To wit, firstly, because gas-phase refrigerant which has been separated in the gas-liquid separation chamber utilizing the specific gravity differential of gas-phase and liquid-phase refrigerant is caused to flow into the core portion inlet tank without change, at times such as during a summer period when the cooling load is large, in a case of R134a refrigerant, high pressure (i.e., pressure of the high-pressure circuit from the compressor discharge side to the pressure-reducing means inlet side of the refrigeration apparatus) assumes a high pressure of about 15 kg/cm.sup.2, and as a result thereof refrigerant downstream of the pressure-reducing means (evaporator inlet) is subsequent to pressure reduction, and so the degree of dryness thereof becomes large, a large quantity of gas is generated, and the proportion of gas-phase refrigerant in terms of the weight ratio reaches 40%. For this reason, gas-phase and liquid-phase refrigerant cannot be separated sufficiently in the gas-liquid separation chamber, and refrigerant flows into the core portion in a state wherein gas-phase refrigerant is intermixed with the liquid-phase refrigerant. It was discovered that, by means of this, the distribution of liquid-phase refrigerant to the respective tubing in the core portion becomes nonuniform, leading to a drop in evaporator performance.
Secondly, in a case where a temperature-operating type expansion valve is used as a pressure-reducing means, a temperature-sensing tube is disposed on a downstream side of the refrigerant outlet pipe of the evaporator, and so the temperature of refrigerant in which is mixed superheated gas-phase refrigerant evaporated in the core portion and saturated gas-phase refrigerant bypassed from the foregoing gas-liquid separation chamber is necessarily detected. As a result of this, a temperature lower than the actual temperature of the superheated gas-phase refrigerant of the evaporator outlet by an amount corresponding to the saturated gas-phase refrigerant comes to be detected, and the problem occurs wherein the expansion valve cannot optimally regulate refrigerant flow to the evaporator. Actually, it was discovered that the expansion valve tends to close, leading to the problem of a drop in evaporator capacity.

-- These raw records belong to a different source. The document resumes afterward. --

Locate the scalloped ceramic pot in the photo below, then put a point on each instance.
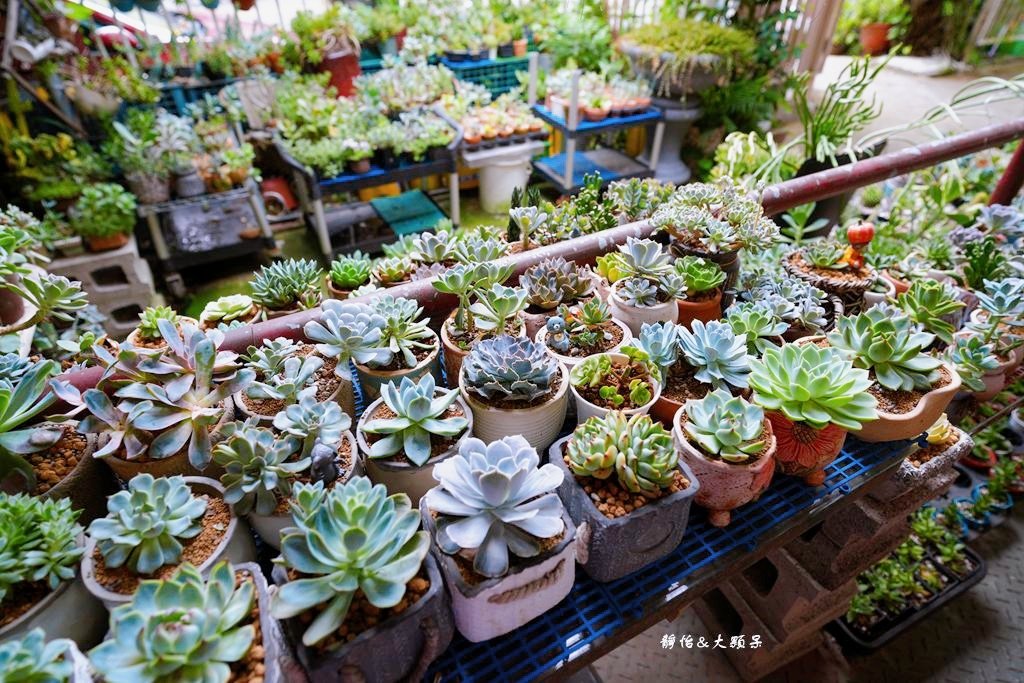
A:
(236, 545)
(400, 476)
(496, 606)
(725, 486)
(539, 424)
(609, 549)
(896, 427)
(400, 648)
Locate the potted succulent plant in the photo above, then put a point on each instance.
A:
(411, 428)
(627, 381)
(626, 491)
(155, 526)
(504, 542)
(813, 396)
(40, 588)
(729, 446)
(912, 388)
(383, 570)
(513, 386)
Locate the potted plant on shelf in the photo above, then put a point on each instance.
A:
(912, 388)
(813, 396)
(729, 446)
(504, 542)
(344, 603)
(626, 491)
(513, 386)
(103, 216)
(411, 428)
(155, 526)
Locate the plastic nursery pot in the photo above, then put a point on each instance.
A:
(538, 424)
(725, 486)
(268, 527)
(495, 606)
(611, 548)
(399, 648)
(804, 451)
(399, 475)
(635, 316)
(571, 361)
(236, 545)
(587, 410)
(896, 427)
(372, 379)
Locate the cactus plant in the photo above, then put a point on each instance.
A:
(145, 524)
(639, 451)
(496, 499)
(185, 628)
(351, 538)
(813, 385)
(726, 426)
(418, 415)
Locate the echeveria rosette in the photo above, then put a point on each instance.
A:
(812, 385)
(352, 537)
(496, 499)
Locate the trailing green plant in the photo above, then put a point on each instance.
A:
(813, 385)
(496, 499)
(419, 409)
(638, 451)
(145, 524)
(350, 538)
(185, 628)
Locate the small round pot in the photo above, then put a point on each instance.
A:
(539, 425)
(803, 451)
(587, 410)
(236, 545)
(571, 361)
(635, 316)
(893, 427)
(372, 380)
(725, 486)
(400, 476)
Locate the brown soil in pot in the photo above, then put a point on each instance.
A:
(196, 550)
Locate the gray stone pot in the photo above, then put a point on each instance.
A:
(400, 648)
(609, 549)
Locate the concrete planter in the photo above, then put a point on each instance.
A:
(893, 427)
(236, 545)
(400, 648)
(496, 606)
(587, 410)
(609, 549)
(725, 486)
(539, 424)
(399, 476)
(635, 316)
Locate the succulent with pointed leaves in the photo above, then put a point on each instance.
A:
(350, 538)
(497, 500)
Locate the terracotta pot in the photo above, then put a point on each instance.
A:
(495, 606)
(400, 476)
(803, 451)
(893, 427)
(539, 425)
(725, 486)
(236, 545)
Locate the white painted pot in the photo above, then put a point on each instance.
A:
(539, 425)
(571, 360)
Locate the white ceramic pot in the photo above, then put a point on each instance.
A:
(539, 425)
(587, 410)
(571, 360)
(236, 545)
(635, 316)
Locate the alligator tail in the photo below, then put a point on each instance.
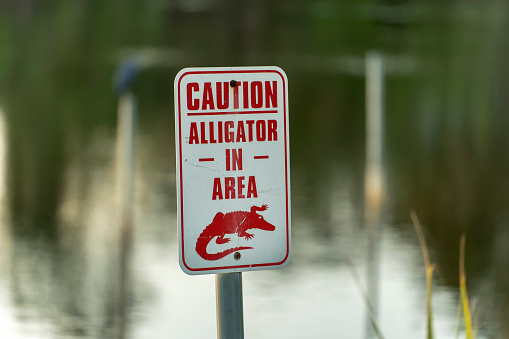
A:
(201, 249)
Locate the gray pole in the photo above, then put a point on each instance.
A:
(373, 181)
(125, 174)
(230, 314)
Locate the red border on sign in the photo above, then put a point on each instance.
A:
(180, 165)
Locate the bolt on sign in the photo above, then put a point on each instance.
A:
(233, 169)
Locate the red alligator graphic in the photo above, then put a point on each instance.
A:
(232, 222)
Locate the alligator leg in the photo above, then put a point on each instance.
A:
(222, 240)
(246, 235)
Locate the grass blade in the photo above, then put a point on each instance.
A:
(463, 289)
(429, 273)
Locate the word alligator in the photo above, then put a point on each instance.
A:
(232, 222)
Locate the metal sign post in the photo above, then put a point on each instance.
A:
(229, 308)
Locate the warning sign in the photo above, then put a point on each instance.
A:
(233, 169)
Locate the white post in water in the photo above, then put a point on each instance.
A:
(373, 180)
(229, 307)
(125, 173)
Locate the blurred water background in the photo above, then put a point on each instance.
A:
(446, 156)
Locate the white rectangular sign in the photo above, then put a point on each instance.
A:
(233, 169)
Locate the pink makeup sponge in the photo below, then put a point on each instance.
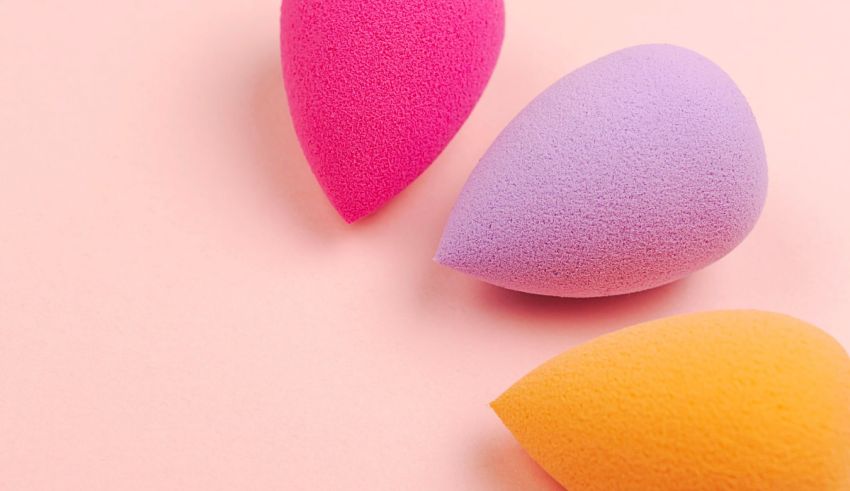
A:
(377, 88)
(629, 173)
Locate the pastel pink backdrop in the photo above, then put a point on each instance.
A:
(181, 308)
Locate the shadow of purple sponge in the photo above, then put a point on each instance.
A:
(629, 173)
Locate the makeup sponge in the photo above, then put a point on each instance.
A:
(739, 400)
(377, 88)
(629, 173)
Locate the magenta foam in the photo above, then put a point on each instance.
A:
(629, 173)
(377, 88)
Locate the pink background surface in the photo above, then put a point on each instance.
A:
(181, 308)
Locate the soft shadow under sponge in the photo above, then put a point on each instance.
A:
(629, 173)
(377, 88)
(739, 400)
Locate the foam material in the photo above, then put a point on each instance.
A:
(739, 400)
(629, 173)
(377, 88)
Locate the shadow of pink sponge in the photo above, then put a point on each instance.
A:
(377, 88)
(631, 172)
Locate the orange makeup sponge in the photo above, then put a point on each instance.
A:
(738, 400)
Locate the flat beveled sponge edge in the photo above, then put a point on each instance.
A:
(378, 88)
(731, 400)
(629, 173)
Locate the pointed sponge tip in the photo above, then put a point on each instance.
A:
(378, 88)
(627, 174)
(741, 400)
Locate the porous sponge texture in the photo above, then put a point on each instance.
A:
(738, 400)
(377, 88)
(629, 173)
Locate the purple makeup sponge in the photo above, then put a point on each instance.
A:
(629, 173)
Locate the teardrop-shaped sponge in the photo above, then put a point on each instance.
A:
(377, 88)
(631, 172)
(738, 400)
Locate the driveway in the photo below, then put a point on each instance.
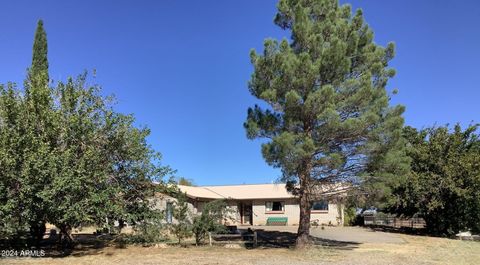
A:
(342, 234)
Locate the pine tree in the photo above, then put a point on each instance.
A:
(39, 67)
(328, 118)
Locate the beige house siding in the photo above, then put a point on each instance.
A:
(292, 212)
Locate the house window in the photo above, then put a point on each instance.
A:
(274, 206)
(169, 213)
(319, 206)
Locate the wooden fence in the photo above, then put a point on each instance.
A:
(415, 222)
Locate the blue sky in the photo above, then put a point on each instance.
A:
(182, 67)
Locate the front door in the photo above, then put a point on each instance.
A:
(246, 213)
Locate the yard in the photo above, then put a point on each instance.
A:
(334, 246)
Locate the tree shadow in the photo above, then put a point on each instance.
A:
(281, 239)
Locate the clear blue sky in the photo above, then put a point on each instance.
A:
(182, 67)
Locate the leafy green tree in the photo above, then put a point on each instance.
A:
(327, 111)
(445, 179)
(211, 219)
(69, 159)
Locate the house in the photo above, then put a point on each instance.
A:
(258, 204)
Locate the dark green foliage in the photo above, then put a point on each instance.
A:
(39, 69)
(211, 219)
(328, 117)
(444, 184)
(349, 216)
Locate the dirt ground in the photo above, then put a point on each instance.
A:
(411, 250)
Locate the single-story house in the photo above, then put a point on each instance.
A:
(258, 204)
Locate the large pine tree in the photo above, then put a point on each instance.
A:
(327, 115)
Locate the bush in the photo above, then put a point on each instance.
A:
(211, 220)
(349, 216)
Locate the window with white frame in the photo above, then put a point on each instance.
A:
(274, 206)
(320, 206)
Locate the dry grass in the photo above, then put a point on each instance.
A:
(416, 250)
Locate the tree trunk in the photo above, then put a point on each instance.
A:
(303, 234)
(37, 231)
(66, 238)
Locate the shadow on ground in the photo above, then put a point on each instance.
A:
(91, 244)
(281, 239)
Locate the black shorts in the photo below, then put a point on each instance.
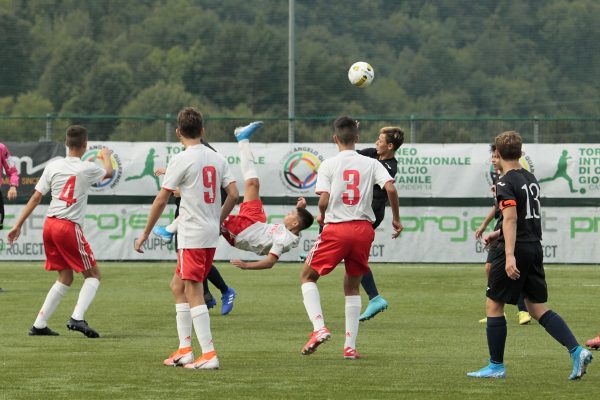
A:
(532, 281)
(492, 248)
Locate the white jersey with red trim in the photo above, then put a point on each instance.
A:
(262, 239)
(199, 173)
(349, 179)
(69, 180)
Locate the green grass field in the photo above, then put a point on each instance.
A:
(420, 348)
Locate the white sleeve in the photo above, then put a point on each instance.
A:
(94, 173)
(323, 178)
(174, 175)
(382, 176)
(43, 185)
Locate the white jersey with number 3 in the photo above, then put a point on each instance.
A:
(349, 179)
(69, 181)
(199, 173)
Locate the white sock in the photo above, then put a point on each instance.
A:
(184, 324)
(352, 314)
(86, 295)
(172, 227)
(53, 298)
(201, 321)
(247, 160)
(312, 303)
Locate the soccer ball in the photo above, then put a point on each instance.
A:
(361, 74)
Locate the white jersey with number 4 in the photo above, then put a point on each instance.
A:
(199, 173)
(69, 181)
(349, 179)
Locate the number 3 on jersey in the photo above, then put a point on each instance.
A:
(66, 194)
(209, 180)
(351, 196)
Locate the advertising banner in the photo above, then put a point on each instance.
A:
(569, 171)
(431, 235)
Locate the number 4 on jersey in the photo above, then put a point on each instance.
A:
(66, 194)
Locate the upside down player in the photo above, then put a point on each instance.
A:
(345, 188)
(517, 266)
(389, 140)
(248, 230)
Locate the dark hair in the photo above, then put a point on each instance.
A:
(189, 122)
(305, 218)
(393, 135)
(346, 130)
(76, 137)
(509, 145)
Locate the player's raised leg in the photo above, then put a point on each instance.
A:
(251, 182)
(53, 298)
(86, 296)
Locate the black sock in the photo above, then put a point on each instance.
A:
(521, 303)
(496, 333)
(559, 330)
(368, 283)
(216, 279)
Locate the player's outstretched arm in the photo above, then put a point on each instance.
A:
(265, 263)
(395, 206)
(509, 229)
(158, 206)
(301, 202)
(232, 197)
(485, 223)
(34, 200)
(106, 152)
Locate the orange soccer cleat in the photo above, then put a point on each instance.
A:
(180, 357)
(316, 338)
(207, 361)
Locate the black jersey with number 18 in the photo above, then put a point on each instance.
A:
(519, 188)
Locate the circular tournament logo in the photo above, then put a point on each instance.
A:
(299, 168)
(93, 155)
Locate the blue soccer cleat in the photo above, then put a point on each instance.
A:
(581, 359)
(163, 234)
(227, 301)
(376, 305)
(246, 132)
(492, 370)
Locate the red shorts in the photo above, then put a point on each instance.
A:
(66, 247)
(251, 212)
(349, 241)
(194, 264)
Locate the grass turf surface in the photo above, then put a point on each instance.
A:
(421, 347)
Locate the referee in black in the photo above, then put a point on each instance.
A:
(517, 265)
(389, 140)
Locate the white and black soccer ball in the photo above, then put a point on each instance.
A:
(361, 74)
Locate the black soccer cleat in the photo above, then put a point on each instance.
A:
(83, 327)
(42, 332)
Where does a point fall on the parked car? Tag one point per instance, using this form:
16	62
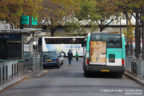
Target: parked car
52	59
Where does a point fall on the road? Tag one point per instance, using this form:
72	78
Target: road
69	81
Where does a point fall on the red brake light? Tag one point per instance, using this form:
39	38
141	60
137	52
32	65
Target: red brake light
88	61
123	62
57	59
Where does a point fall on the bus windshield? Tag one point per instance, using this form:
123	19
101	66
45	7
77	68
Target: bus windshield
112	40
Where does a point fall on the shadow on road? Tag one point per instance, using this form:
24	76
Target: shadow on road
103	75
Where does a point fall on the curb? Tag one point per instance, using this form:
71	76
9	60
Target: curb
134	77
10	83
17	80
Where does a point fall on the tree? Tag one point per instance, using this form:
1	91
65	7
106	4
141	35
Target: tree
100	12
11	10
56	12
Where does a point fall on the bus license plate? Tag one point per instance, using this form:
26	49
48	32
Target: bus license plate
49	60
104	70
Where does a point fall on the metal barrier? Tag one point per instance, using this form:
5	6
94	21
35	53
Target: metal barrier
135	66
37	61
10	69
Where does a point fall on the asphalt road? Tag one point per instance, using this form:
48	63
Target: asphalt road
69	81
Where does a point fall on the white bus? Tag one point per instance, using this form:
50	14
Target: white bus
62	44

Furthermore, when cooling load is small and the degree of dryness of refrigerant downstream of the expansion valve is small, liquid-phase refrigerant comes to be intermixed with gas-phase refrigerant separated in the gas-liquid separation chamber and bypassed, and so the detected temperature of the temperature-sensing tube drops further, and as a result thereof the above-described problem becomes more marked.